My wordcount program has only a single digit handling option, -d, which puts digits on par with a-z,A-Z. Depending on the text, switching the digits option in and out can have a large effect on the total word count, which changes all the ratios that depend on total count.
1) take a six-week vacation 2) take a six- week vacation 3) so much hyper- bole 4) so much hyperbole
With the -s option selected all hyphens are removed and lines 1 and 2 are now the same, and both wrong. Some other method could be employed to correct this problem.
From the copyright page of "Surely You're Joking, Mr. Feynman!":
Portions of this book appeared in /Science '84/ magazine DecemberThe '84 vanishes when combined with the non-use of the -d (include digits) option.
From http://www.apple.com/hotnews/thoughts-on-flash/
I wanted to jot down some of our thoughts on Adobe’s Flash products ...That's not an ASCII apostrophe in the Flash thoughts. It's an UTF-8 apostrophe and unless UTF-8 is used in the word counting program or unless all of those apostrophe are replaced with ASCII apostrophe, a large collection of single "s" words are counted. The main result there is that I can't just copy a block of text from a web page and give it to the program.
From Oliver Twist:
and a faint voice imperfectly articulated the words, 'Let me see the child, and die.'In the US the double quote is used to quote, in the UK the single quote is used more often. The single quote is an apostrophe.

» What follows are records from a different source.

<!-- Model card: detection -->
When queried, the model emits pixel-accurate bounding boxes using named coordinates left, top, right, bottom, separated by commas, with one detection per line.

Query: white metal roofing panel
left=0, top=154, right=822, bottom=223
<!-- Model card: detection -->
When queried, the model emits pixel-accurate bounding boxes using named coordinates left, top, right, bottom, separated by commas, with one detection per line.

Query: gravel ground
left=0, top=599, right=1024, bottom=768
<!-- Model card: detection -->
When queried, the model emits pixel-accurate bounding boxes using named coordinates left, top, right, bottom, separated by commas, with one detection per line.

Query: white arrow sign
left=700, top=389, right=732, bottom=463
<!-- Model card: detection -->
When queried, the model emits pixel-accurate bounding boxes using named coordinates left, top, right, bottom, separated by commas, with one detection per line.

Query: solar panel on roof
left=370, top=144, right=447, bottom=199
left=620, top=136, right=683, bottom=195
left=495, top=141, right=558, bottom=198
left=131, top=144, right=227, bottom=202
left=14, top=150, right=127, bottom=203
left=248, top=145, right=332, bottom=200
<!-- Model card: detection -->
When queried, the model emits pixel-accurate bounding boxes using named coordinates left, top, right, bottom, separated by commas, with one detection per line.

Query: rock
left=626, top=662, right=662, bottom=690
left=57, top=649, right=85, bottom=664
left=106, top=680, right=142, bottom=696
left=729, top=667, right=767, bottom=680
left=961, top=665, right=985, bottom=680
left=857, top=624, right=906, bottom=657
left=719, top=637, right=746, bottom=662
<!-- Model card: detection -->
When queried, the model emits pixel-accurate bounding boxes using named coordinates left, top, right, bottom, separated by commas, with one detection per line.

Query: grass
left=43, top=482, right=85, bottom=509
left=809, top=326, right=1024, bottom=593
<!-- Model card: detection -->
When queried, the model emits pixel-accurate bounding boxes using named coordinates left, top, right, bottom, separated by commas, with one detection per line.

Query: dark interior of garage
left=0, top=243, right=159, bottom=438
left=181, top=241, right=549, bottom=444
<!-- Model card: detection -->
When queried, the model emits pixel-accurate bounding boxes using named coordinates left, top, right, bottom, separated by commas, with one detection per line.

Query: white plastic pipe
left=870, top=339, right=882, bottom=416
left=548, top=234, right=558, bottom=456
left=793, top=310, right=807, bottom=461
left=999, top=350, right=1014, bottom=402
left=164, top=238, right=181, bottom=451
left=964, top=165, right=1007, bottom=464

These things throw off the word count. In particular, the results for Oliver Twist are suspect since there are a large number of apostrophe related artefacts that shouldn't meet anyone's definition of a unique word. For example:
3, 4269, ' 56, 436, 'i 134, 156, 'and 254, 78, 'but 1341, 12, 'oliver 4900, 2, again' 5435, 2, fortun' 6395, 1, 'no' 6981, 1, didn't' 7514, 1, 'blessed' 8051, 1, 'life-preserver' 8177, 1, 'jemmies' 10246, 1, 'frob 10249, 1, i'b 10307, 1, ''cod 10690, 1, 'hell's 11050, 1, 'wot's 11061, 1, 'he' 11067, 1, 'to-night's
It would also be odd if there really was a constant relationship between the word frequencies between adjacent ranks, and it was a large relationship such as the most used word being used twice as often as the next which was used twice as often as the next, etc, then the average of the ratios would be 2. This would imply that the least used word is used only once, the next used twice, etc., and all "bodies of natural language" would be 2N-1 long.

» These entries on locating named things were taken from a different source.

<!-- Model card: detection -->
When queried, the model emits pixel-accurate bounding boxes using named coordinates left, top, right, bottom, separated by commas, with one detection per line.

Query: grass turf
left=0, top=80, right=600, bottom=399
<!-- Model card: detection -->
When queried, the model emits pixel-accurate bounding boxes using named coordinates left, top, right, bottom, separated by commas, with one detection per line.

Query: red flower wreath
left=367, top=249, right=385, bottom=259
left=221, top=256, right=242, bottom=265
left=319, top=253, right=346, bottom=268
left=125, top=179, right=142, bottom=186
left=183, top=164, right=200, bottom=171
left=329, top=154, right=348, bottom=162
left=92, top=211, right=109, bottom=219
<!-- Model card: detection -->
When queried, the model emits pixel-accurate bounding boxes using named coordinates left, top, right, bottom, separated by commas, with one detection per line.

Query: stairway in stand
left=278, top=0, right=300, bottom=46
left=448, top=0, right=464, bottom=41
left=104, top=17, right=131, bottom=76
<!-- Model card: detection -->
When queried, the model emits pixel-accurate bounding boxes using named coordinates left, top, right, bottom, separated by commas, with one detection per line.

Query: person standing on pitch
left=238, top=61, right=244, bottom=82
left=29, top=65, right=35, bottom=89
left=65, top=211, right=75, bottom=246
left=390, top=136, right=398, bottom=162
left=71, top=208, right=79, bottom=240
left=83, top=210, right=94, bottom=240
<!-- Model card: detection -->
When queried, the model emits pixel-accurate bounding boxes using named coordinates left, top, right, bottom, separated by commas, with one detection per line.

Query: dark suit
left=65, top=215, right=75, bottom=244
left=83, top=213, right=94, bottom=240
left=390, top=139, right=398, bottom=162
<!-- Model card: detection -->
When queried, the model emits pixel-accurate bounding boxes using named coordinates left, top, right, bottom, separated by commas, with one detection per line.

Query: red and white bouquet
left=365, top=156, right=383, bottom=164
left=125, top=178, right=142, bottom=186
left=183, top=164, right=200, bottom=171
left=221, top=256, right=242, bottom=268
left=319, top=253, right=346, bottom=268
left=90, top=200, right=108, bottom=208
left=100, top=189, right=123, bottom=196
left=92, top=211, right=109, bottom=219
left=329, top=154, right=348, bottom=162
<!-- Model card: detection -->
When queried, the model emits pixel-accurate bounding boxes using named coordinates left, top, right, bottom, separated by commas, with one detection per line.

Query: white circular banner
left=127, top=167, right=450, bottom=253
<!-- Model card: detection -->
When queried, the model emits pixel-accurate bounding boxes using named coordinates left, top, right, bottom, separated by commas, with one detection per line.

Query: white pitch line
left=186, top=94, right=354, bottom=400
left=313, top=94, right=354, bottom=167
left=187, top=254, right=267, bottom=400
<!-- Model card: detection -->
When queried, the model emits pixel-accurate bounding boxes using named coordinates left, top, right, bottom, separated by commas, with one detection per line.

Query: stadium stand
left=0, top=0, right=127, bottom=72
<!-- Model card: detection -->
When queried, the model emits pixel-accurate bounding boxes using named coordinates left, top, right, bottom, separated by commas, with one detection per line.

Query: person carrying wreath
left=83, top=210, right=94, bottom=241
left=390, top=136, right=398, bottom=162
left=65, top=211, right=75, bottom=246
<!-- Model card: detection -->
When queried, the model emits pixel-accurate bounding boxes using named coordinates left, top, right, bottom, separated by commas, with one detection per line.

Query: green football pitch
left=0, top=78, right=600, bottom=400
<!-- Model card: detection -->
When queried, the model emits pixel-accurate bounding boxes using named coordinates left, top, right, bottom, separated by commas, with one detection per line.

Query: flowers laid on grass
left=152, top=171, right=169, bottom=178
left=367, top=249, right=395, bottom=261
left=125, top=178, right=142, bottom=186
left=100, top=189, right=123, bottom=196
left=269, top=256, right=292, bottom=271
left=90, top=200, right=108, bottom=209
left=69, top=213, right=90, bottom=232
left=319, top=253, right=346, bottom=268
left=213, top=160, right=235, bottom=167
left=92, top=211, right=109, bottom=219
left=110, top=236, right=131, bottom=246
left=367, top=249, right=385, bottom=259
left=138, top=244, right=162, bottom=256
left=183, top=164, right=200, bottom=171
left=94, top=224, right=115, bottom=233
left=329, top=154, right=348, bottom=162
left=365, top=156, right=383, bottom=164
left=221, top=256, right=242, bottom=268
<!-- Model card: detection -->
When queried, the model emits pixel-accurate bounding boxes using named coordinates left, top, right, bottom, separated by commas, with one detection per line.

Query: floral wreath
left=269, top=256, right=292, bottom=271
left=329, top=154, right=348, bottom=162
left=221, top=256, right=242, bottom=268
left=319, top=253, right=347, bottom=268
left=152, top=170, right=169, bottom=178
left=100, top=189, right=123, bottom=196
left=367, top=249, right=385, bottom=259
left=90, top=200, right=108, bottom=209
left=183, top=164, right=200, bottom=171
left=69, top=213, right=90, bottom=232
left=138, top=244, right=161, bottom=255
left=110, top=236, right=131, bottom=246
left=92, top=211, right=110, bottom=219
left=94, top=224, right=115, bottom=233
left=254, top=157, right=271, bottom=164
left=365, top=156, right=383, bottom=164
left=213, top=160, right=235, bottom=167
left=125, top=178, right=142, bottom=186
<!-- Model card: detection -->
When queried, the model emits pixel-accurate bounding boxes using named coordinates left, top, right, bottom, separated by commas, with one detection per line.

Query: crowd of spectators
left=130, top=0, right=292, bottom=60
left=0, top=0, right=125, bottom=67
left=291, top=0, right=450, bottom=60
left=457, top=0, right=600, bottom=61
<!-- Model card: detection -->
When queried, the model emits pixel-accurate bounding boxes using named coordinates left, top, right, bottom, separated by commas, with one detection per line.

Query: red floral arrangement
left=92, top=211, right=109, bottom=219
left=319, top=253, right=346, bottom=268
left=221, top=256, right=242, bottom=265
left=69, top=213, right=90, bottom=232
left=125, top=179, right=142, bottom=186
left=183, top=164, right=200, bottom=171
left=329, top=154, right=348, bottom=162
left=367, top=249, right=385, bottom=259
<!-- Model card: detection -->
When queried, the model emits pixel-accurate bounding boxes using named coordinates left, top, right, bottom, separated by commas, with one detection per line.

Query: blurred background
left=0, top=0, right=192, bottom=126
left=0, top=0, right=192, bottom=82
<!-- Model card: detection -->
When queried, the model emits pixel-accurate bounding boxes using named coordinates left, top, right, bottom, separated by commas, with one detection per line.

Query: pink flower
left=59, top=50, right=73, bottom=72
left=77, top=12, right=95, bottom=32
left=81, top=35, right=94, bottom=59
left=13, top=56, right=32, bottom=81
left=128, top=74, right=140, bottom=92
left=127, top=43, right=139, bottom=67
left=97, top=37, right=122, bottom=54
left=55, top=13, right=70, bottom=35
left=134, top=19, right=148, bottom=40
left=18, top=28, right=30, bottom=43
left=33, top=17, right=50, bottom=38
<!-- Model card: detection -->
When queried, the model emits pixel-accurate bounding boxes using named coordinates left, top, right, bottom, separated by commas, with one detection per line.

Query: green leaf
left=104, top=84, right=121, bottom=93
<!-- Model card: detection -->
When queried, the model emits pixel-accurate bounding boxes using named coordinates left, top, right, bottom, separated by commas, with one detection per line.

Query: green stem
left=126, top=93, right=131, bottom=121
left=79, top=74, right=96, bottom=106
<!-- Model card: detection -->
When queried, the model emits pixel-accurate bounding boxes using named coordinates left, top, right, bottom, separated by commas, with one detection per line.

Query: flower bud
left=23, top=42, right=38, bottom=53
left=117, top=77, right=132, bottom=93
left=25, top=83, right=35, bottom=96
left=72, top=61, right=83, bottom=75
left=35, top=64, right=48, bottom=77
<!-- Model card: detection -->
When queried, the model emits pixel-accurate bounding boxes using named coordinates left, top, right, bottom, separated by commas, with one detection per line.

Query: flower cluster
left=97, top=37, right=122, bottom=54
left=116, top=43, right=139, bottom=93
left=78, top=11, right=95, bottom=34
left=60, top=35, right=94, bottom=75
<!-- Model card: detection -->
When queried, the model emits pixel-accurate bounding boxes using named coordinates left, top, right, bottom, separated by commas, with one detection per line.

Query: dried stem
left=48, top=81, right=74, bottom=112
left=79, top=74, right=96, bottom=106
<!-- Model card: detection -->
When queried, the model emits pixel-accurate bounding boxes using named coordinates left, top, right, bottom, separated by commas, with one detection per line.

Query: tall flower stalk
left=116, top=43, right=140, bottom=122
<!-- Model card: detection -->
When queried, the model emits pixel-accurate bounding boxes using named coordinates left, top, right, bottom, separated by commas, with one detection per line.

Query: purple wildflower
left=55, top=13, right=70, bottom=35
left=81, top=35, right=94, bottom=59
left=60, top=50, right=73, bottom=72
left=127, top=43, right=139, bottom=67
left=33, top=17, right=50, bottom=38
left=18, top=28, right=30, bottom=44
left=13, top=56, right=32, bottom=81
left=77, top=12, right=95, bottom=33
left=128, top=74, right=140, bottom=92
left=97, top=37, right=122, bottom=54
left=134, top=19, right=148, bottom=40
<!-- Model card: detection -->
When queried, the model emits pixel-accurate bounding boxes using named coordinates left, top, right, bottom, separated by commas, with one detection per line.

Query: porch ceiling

In 1musk12.txt.html there is a vertical strip at about word 17600. Some word appears first about 3/4 way through the text and becomes used frequently from then on. I found it, and this word, this character of Mr. Felton, was supposed to be kept out of the picture for quite some time. It's here:
Then, turning toward the door, and seeing that the young officer was waiting for his last orders, he said. "All is well, I thank you; now leave us alone, Mr. Felton."Then a new chapter begins. I didn't remember this character. I'll have to read The Three Musketeers again soon.
In callw10.txt.html there is a vertical strip at about word 20000. Some word appears first far into the text and becomes used frequently from then on. This one I guessed easily. It's "Thornton".
There is a Tcl gui which comes with the zwc program. Its chief use is in making it easier to build the HTML summaries, run gnuplot, and to zoom in on regions of interest. Having identified a region of interest at around word rank 20000, the screenshot below shows how the gui is used to zoom in. (Click the image for the bigger picture).
The X Min Value is set at 19600, the X Max Value is set at 20000. With the Add labels? set to No the Y Max Value entry is not read. Clicking on the WRPROF Replot button generates the image shown.
There actually seem to be two strips of sudden and frequent use of a new word there. Setting the Add labels? set to Yes and the Y Max Value to 20000 and clicking on the WRPROF Replot button again generates the new plot shown.
The words are "Thornton's" and "Thornton".
In nostradamus.txt.html there are repeating diagonal lines ... groups of regularly reused words. Or digits maybe:
grep "^35" nostradamus.txt 35 35 35 35 35 35 35 35 35 35The repeating diagonal lines are a result of the section numbers.
The same thing with the repeating digits should appear in the bible bible.txt.html, but I think it is masked by the volume of words. It's the largest text I used, comprising 1061230 words (with the -d option).
But there are other things to note. For example the features at about 447000 words here:
represent collections of words that start at some point, get a lot of use, then there is a drastic reduction in the rate of the word use. Just what one would expect from a collection of stories. In fact, the arrow points to the word "Psalms", and there are 150 lines of
"Psalms Chapter <chapter number>".